Ли предположил, что снимок сделан на полароид, в неформальной обстановке. В последний год Чэён ни с кем не дружила. Одноклассники считали ее неприветливой, даже говорили иногда, что от нее исходит негатив. Но на фотографии она выглядела счастливой. Судя по всему, ее связывали особые отношения с автором снимка. Похоже, фото могло стать важной уликой: снимки, сделанные на полароид, обычно датируются.

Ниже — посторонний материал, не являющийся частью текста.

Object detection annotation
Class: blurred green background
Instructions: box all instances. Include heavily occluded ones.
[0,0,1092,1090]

Кроме того, когда снимок выползает из полароида, требуется какое-то время, чтобы он высох, потому на нем часто остаются отчетливые отпечатки большого и указательного пальцев.
Следователь перевернул рамку и осторожно достал фото. Как и ожидалось, на обратной стороне значились дата и время.
Убрав снимок в рамку, он вернулся с ним в гостиную. Госпожа Юн, словно очнувшись, вопросительно посмотрела на него:
– Какие обычно мотивы у убийц?
– Деньги или ревность. Но Чэён была слишком юна, поэтому ее убийство, вероятнее всего, не подходит под эти категории.
– Сперва вы должны изучить материальное положение нашей семьи, я права?
– Да.
– Скажите, смерти предшествовал половой акт? – внезапно спросила она.
– Признаков сексуального насилия обнаружено не было.
– В день убийства, может, и нет, а вообще?